Yesterday, Austin & I were driving around Columbus. Siri kept telling us, “Exit Sr minus 62. Go north on Interstate minus 270.”
Yes, it was really was saying minus.
Austin: Dash.
Smh.
Yesterday, Austin & I were driving around Columbus. Siri kept telling us, “Exit Sr minus 62. Go north on Interstate minus 270.”
Yes, it was really was saying minus.
Austin: Dash.
Smh.
Me: We need to go visit your parents this weekend too.
Austin: Oh yeah, that’s right. [Glumly, as if getting presents is a chore.] My mom is going to ask me what I want for my birthday.
Me: Tell her you got everything when you met me.
Austin: Tiramisu.
Me: Which I make for you every birthday. And a blowjob, which I give you every birthday.
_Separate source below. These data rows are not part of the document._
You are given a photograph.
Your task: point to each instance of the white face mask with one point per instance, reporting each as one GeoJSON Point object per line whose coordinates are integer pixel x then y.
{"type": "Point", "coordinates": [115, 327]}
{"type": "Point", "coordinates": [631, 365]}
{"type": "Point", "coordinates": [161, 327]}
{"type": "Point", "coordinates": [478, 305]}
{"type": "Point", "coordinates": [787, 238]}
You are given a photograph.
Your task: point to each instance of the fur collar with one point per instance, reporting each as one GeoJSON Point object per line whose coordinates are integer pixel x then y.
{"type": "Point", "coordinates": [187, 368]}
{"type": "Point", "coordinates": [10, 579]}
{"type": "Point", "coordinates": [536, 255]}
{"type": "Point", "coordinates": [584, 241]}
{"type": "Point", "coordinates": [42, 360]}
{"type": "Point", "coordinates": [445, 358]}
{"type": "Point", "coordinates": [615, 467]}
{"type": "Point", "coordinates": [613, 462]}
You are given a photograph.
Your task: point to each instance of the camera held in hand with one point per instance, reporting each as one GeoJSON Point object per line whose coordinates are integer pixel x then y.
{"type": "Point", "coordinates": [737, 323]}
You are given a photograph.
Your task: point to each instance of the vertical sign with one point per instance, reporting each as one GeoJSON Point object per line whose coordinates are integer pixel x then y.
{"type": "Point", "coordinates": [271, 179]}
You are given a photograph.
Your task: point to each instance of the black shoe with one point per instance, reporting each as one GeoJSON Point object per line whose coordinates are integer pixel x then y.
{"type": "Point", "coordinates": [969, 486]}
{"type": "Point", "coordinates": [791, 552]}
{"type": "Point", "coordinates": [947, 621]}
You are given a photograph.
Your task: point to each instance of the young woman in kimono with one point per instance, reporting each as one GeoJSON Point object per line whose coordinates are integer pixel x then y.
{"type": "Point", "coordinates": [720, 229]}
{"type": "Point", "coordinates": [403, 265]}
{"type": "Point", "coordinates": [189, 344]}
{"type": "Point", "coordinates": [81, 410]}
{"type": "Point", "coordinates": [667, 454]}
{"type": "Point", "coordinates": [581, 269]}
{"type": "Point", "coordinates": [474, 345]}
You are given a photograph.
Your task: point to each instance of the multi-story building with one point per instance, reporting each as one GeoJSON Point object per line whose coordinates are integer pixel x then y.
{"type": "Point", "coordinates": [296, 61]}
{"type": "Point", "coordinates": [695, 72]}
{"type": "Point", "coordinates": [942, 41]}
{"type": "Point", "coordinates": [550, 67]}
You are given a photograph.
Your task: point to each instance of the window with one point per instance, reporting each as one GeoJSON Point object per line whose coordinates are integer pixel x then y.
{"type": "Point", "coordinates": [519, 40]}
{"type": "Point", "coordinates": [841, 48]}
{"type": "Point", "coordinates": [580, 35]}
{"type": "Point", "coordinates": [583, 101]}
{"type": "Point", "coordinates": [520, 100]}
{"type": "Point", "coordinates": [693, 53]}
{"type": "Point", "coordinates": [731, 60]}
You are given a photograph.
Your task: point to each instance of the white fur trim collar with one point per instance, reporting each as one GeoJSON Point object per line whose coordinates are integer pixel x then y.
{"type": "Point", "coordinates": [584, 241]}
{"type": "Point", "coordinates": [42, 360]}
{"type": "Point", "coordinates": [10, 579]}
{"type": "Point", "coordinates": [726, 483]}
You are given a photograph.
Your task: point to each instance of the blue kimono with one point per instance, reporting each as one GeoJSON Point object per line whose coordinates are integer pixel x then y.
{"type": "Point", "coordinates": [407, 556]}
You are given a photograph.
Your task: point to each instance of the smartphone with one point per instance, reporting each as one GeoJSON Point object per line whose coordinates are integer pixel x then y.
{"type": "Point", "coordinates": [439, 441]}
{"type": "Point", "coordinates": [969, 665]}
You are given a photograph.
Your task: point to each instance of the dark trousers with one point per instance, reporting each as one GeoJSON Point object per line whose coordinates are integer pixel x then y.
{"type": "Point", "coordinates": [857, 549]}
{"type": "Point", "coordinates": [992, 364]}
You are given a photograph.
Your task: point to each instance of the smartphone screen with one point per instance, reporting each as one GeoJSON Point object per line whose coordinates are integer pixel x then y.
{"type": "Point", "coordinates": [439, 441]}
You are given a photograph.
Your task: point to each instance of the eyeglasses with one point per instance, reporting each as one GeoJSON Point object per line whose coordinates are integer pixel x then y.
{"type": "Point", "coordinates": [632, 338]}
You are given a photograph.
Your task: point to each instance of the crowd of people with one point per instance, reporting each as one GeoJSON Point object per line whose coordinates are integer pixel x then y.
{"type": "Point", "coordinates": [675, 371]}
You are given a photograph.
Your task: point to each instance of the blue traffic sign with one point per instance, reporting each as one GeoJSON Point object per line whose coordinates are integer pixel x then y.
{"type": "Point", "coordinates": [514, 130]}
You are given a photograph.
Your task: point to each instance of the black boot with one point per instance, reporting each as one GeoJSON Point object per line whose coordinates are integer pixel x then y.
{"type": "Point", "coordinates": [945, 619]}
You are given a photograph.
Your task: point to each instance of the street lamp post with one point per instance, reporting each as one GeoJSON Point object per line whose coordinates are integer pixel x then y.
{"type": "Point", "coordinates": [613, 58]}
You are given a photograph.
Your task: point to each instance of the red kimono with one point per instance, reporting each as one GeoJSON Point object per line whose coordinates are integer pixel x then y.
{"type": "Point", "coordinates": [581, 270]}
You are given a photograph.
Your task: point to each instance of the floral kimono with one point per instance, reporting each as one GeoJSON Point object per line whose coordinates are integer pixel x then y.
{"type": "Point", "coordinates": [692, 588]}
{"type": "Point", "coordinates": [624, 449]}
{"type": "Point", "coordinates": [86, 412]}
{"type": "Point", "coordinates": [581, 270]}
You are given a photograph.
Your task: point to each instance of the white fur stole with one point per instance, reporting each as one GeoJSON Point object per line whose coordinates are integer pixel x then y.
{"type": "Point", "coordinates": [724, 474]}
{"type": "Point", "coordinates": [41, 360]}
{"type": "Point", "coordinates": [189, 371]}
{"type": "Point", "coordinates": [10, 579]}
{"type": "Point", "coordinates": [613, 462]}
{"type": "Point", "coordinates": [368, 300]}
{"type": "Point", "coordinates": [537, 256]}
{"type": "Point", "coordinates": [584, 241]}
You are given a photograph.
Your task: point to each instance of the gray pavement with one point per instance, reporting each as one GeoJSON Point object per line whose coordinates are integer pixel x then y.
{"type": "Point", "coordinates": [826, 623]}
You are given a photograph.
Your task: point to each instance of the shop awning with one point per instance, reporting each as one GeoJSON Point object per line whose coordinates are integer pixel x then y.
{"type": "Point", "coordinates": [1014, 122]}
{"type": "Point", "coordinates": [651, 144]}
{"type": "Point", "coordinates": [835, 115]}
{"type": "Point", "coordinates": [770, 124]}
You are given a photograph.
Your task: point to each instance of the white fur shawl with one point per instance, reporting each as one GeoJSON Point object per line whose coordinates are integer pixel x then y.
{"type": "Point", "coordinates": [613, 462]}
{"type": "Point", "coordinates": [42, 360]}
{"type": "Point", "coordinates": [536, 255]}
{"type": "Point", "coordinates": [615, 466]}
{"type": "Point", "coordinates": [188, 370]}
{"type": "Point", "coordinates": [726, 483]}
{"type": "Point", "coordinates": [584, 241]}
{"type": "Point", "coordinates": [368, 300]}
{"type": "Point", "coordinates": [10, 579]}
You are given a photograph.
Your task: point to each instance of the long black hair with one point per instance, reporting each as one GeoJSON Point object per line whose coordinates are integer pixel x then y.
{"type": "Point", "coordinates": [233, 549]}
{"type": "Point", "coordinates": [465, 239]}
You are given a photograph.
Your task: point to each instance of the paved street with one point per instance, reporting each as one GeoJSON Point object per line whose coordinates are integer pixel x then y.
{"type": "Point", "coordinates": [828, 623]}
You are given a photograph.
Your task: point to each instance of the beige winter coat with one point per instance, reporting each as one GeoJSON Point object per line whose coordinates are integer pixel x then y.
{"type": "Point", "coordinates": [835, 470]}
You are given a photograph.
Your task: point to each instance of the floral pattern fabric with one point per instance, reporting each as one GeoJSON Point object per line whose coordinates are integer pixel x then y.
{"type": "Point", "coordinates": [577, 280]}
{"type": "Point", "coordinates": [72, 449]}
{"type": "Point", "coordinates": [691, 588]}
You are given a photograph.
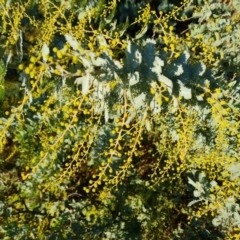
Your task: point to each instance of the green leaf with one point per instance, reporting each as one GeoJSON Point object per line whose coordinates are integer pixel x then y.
{"type": "Point", "coordinates": [2, 79]}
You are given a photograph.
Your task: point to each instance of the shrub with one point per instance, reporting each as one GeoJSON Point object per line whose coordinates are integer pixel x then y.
{"type": "Point", "coordinates": [113, 133]}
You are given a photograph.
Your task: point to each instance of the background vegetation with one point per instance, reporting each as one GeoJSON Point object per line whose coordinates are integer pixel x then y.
{"type": "Point", "coordinates": [119, 119]}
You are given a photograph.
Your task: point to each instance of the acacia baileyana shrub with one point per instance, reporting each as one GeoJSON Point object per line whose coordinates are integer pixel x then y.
{"type": "Point", "coordinates": [116, 137]}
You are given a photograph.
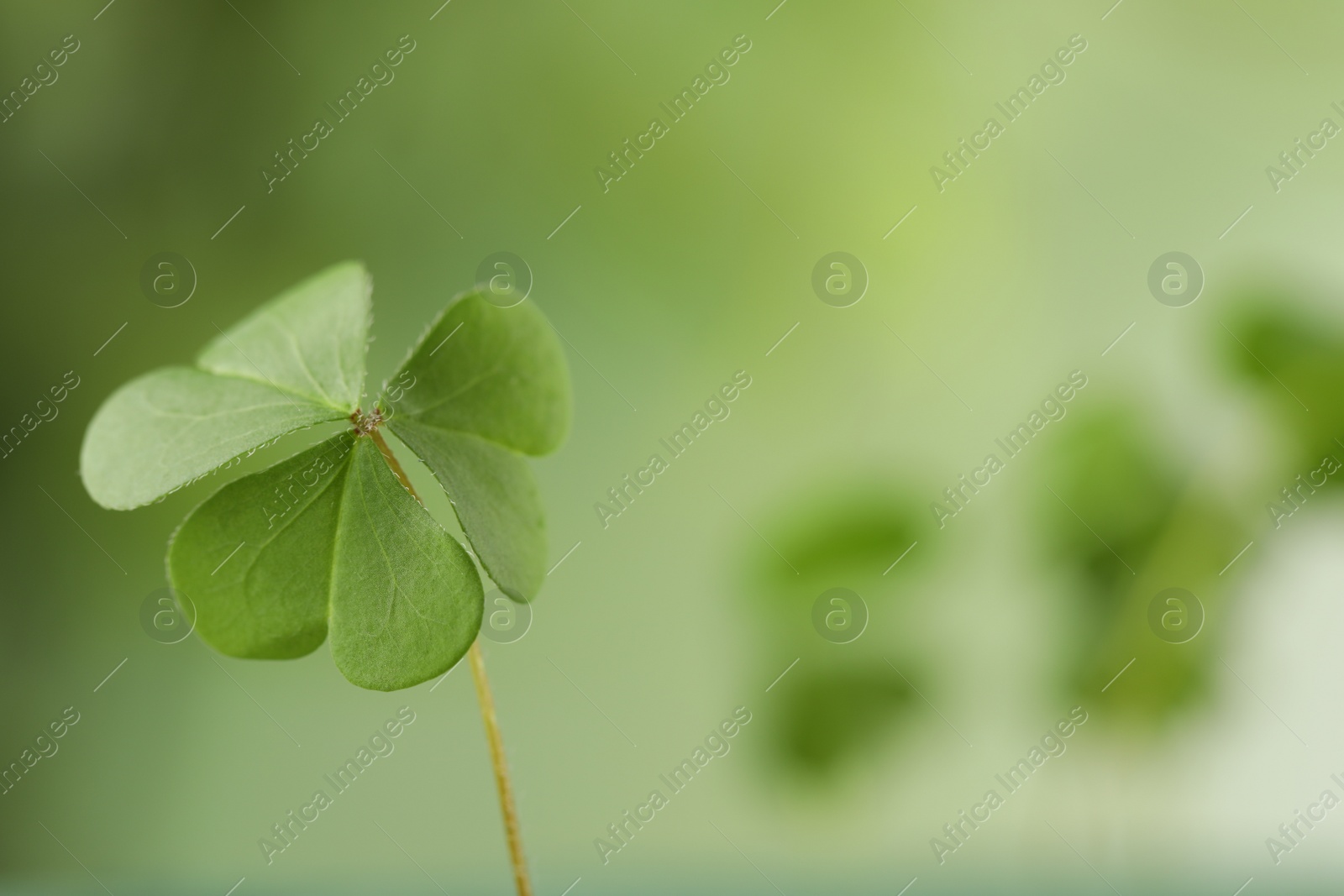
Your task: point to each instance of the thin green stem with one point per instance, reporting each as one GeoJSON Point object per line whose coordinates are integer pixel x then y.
{"type": "Point", "coordinates": [512, 832]}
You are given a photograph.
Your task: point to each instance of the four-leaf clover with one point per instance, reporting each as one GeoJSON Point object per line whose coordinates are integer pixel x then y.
{"type": "Point", "coordinates": [329, 543]}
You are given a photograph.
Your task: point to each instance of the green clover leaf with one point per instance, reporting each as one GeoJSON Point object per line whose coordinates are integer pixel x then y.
{"type": "Point", "coordinates": [331, 542]}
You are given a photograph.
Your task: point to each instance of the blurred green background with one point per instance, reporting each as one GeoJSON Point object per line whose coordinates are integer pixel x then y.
{"type": "Point", "coordinates": [696, 600]}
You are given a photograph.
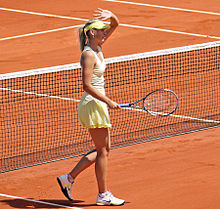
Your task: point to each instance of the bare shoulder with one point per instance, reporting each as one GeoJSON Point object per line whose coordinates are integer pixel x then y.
{"type": "Point", "coordinates": [87, 58]}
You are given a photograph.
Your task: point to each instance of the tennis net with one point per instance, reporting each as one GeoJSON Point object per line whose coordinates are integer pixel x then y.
{"type": "Point", "coordinates": [39, 121]}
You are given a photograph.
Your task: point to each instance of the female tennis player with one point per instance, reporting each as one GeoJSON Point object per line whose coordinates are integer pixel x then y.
{"type": "Point", "coordinates": [93, 112]}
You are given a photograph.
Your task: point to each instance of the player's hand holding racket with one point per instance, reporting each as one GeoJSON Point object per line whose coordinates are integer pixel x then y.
{"type": "Point", "coordinates": [161, 102]}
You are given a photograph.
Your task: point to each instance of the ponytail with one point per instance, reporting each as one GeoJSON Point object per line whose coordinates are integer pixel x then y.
{"type": "Point", "coordinates": [83, 37]}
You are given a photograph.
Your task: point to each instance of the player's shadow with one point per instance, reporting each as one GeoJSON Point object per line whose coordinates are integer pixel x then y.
{"type": "Point", "coordinates": [20, 203]}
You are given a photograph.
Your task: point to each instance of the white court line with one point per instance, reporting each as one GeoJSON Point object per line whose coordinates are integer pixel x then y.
{"type": "Point", "coordinates": [165, 7]}
{"type": "Point", "coordinates": [41, 32]}
{"type": "Point", "coordinates": [82, 19]}
{"type": "Point", "coordinates": [38, 201]}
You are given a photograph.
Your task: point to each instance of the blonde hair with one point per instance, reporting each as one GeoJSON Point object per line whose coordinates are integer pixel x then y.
{"type": "Point", "coordinates": [83, 37]}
Austin: I’m not going to put that on a list for my mom.
So, last night, Austin wanted ice cream. The night before I wanted ice cream. So when Austin mentioned ice cream, I ran to the dollar store and bought 2 packages of ice cream. By the looks of their cases, Austin & I were not the only ones who experienced an ice cream emergency.
Me, hugging Austin: Do you know how much I love you?
Austin: Enough to go get pizza for dinner.
Me, coming out of the embrace.
Austin: Is that a no?
Me: I dropped everything and ran out and got ice cream yesterday. Now you want me to run out and get pizza? By myself?
Austin: That was a test. You failed.
For some reason, Austin & I were reminiscing about the time we had a bat in our house.
Me: I can’t believe your mom and X both were like, “You should have killed it.”
Austin: We used to get bats in the house all the time when I was little. My mom really believed killing them was the only way to keep them out.
Me: I’ve had three bats in this house in over 20 years. Bats do not go and tell their friends to come to our house.
Austin: Not with our cats. Those bats are thankful to get out alive. They warn their friends to stay away from our house. Poor traumatized bat.
Me: Y was proud of me for not killing it. We don’t kill things in our house. Bees, bats, spiders, they’re all useful creatures and help nature. We do not murder—
Austin: It’s not murder. They’re breaking into our house. It’s self-defense.
I have had a ton of friend requests from handsome widowers who are Americans, but are in other countries. Seriously, I’m getting a request every few days.
Me: Clearly I’m not posting enough about the joys of being a married woman.
Austin & I were taking Cassie (our dog) out for a walk. It’s my job to clean up after her.
Me: Good Lord, look at the size of that poo. She just pooed this morning. That dog shouldn’t be able to have that much poo in her body.
Austin: Practice makes perfect.
Austin: Quinoa, lentils, spinach. We’re regular health nuts.
Me: I don’t think anyone who eats as much chocolate as you and I do can qualify as health nuts.
Me: I started watching that Age of Samurai show on Netflix.
Austin: How was it?
Me: Pretty good. It wasn’t what I wanted. I’ve been more into China lately and Japanese history is really different. But it was still pretty good. All the talk of the warring sects was like the sects in Untamed.
Austin: I’m sure it’s nothing like the sex in Untamed.